Análise

Artigo: Multa de R$ 3,51 torna o voto obrigatório?

Em análise acurada, a obrigatoriedade do voto refere-se ao ato de comparecimento à urna no dia da eleição e não à escolha do candidato, que é livre

Correio Braziliense
postado em 02/10/2022 05:00
 (crédito:  Ed Alves/CB/D.A Press)
(crédito: Ed Alves/CB/D.A Press)

JULIANO COSTA COUTO - Advogado, mestre em direito constitucional, presidente da OAB/DF 2016/2018

O voto no Brasil sempre foi obrigatório, seguindo a tradição dos demais países da América Latina. Mas será mesmo que o voto no Brasil é obrigatório para os maiores de 18 anos e menores de 70 como prevê o art. 14 da CF/88? A obrigatoriedade do voto vem atrelada à ideia de dar legitimidade ao resultado das eleições, garantindo-se a maior participação possível do eleitorado. O sistema eleitoral brasileiro, que adota o segundo turno nas eleições para o Executivo, tem o claro intuito de garantir representatividade ao eleito.

Em análise acurada, a obrigatoriedade do voto refere-se ao ato de comparecimento à urna no dia da eleição e não à escolha do candidato, que é livre. O eleitor pode, inclusive, não votar, votando em branco ou nulo. A partir do raciocínio de que o voto é obrigatório, qual é a sanção para quem deixa de cumprir seu dever? Nos termos do art. 142 da Resolução 23.669/2021 do Tribunal Superior Eleitoral, o cidadão pode não comparecer à urna e, mesmo assim, não sofrer nenhum tipo de punição. Basta que o eleitor justifique seu voto no dia da eleição, até mesmo por meio de aplicativo e-título, ou em até 60 dias após sua realização.

Diante disso, vemos que o aspecto da obrigatoriedade do voto fica combalido, visto que o cidadão pode adotar conduta contrária ao anseio da norma e, caso justifique sua ausência, não sofrerá nenhum tipo de penalidade. Caso o cidadão não vote no dia das eleições e não proceda com a justificativa, as penalidades previstas na norma são as proibições de: ter acesso a cargo ou função pública; receber vencimentos de função ou emprego público; participar de concorrência pública; obter empréstimos nas autarquias, sociedades de economia mista; tirar passaporte ou carteira de identidade; renovar matrícula em estabelecimento de ensino oficial ou fiscalizado pelo governo.

As penalidades previstas, quando analisadas friamente, só alcançam com mais eficácia os servidores públicos, pelo fato de poder ensejar a suspensão do pagamento de seus vencimentos e não são capazes de afetar a grande maioria dos eleitores, mais ainda os de baixa renda.
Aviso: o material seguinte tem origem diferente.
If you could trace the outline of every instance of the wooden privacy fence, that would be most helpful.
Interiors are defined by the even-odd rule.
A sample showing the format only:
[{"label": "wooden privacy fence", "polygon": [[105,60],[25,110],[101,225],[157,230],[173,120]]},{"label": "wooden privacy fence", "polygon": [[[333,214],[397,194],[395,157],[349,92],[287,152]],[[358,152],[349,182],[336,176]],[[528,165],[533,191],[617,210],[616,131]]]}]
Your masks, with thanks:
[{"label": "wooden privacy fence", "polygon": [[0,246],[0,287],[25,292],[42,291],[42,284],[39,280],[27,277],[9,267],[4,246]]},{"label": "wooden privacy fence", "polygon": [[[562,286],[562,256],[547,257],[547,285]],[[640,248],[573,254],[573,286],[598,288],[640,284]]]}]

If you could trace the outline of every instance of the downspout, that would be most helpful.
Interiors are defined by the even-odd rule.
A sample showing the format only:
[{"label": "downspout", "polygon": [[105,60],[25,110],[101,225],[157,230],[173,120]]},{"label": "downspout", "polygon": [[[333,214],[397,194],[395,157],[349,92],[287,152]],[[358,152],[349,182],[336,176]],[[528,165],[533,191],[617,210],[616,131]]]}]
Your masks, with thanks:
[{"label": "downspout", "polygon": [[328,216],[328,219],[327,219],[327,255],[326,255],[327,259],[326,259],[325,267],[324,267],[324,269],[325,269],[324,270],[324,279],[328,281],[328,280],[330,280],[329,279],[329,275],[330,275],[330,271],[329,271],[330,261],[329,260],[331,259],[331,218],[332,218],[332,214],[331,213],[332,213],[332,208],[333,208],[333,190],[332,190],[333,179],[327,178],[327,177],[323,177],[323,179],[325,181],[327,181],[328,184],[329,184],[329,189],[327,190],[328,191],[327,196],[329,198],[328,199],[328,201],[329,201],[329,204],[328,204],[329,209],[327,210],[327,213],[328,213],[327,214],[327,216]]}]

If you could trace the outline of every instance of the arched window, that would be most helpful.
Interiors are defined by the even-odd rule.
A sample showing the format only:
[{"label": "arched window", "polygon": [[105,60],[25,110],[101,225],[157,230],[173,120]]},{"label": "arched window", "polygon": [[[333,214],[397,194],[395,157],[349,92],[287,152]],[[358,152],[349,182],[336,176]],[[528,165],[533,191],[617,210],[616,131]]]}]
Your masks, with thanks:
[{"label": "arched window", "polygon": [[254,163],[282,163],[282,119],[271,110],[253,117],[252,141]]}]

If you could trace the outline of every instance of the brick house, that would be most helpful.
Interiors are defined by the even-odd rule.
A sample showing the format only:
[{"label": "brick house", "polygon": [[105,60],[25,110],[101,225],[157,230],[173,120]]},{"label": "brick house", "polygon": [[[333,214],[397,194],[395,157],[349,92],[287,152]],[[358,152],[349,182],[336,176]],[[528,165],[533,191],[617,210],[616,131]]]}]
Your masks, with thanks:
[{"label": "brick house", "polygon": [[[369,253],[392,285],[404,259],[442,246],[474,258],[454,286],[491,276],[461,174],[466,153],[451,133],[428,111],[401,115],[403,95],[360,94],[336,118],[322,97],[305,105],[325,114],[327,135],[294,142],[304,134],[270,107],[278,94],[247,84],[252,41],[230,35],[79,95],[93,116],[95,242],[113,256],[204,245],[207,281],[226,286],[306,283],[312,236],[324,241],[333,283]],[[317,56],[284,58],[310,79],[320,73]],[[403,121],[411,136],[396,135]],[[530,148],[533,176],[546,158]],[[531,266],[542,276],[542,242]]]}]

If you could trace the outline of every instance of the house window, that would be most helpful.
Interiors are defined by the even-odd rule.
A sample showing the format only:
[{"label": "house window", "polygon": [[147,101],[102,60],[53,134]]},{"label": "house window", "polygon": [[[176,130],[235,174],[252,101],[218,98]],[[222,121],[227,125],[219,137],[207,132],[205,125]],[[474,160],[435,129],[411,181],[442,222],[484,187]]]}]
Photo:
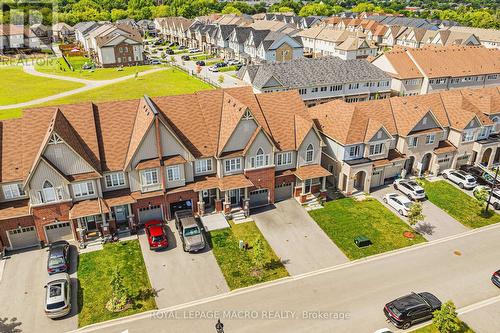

O direito nos ensina que as penalidades impostas pelo não cumprimento é o que torna uma conduta obrigatória. Caso o eleitor que não tenha votado nem justificado sua ausência queira se afastar das punições anteriormente previstas, basta que acesse o site do TSE ou compareça ao juízo eleitoral e solicite sua quitação eleitoral, que será expedida mediante o pagamento de multa que, hoje, varia entre R$ 1,05 e R$ 3,51, valores absolutamente incapazes de gerar qualquer tipo de compulsoriedade na conduta de ir votar.

Não obstante isso, e até mesmo por lealdade intelectual, é fato que, na cabeça dos cidadãos, o voto é obrigatório. Tal consequência é resultado da tradição brasileira, em que tal instituto sempre foi tratado como obrigatório pelas Constituições. O ponto que aqui se desejou defender foi o de que, com penalidade financeira ínfima e simbólica, temos que a sanção advinda do não exercício do dever de voto é irrisória e, também por conta disso, retira a verdadeira obrigatoriedade da conduta.

As abstenções vêm aumentando desde as eleições de 1989, quando foi de 11,9% e 14,4% no primeiro e segundo turno, respectivamente. Nas eleições de 2020, a abstenção foi de 23,15%. Tais dados demonstram que o povo talvez esteja desenvolvendo a ciência de que o dever de votar não é tão obrigatório assim, não tendo maiores problemas em caso de não comparecimento às urnas, como vem ocorrendo cada vez mais com mais contundência.

Ao final, obrigatório ou não, é importante que registremos que o mais importante é assegurar ao sistema eleitoral a verdadeira autenticidade do voto, de forma que o cidadão forme sua convicção de forma livre e consciente, sem influência das tão presentes fake news ou qualquer tipo de pressão ou manipulação. Poder exercer o direito-dever de sufrágio com plena liberdade, agindo como um governante absoluto de seu voto e dando sua contribuição para a democracia brasileira é ato cívico ou, caso não queira comparecer à urna nem justificar a ausência, se submeta à "dolorosa" multa de R$ 3,51, o que transforma o voto quase em facultativo.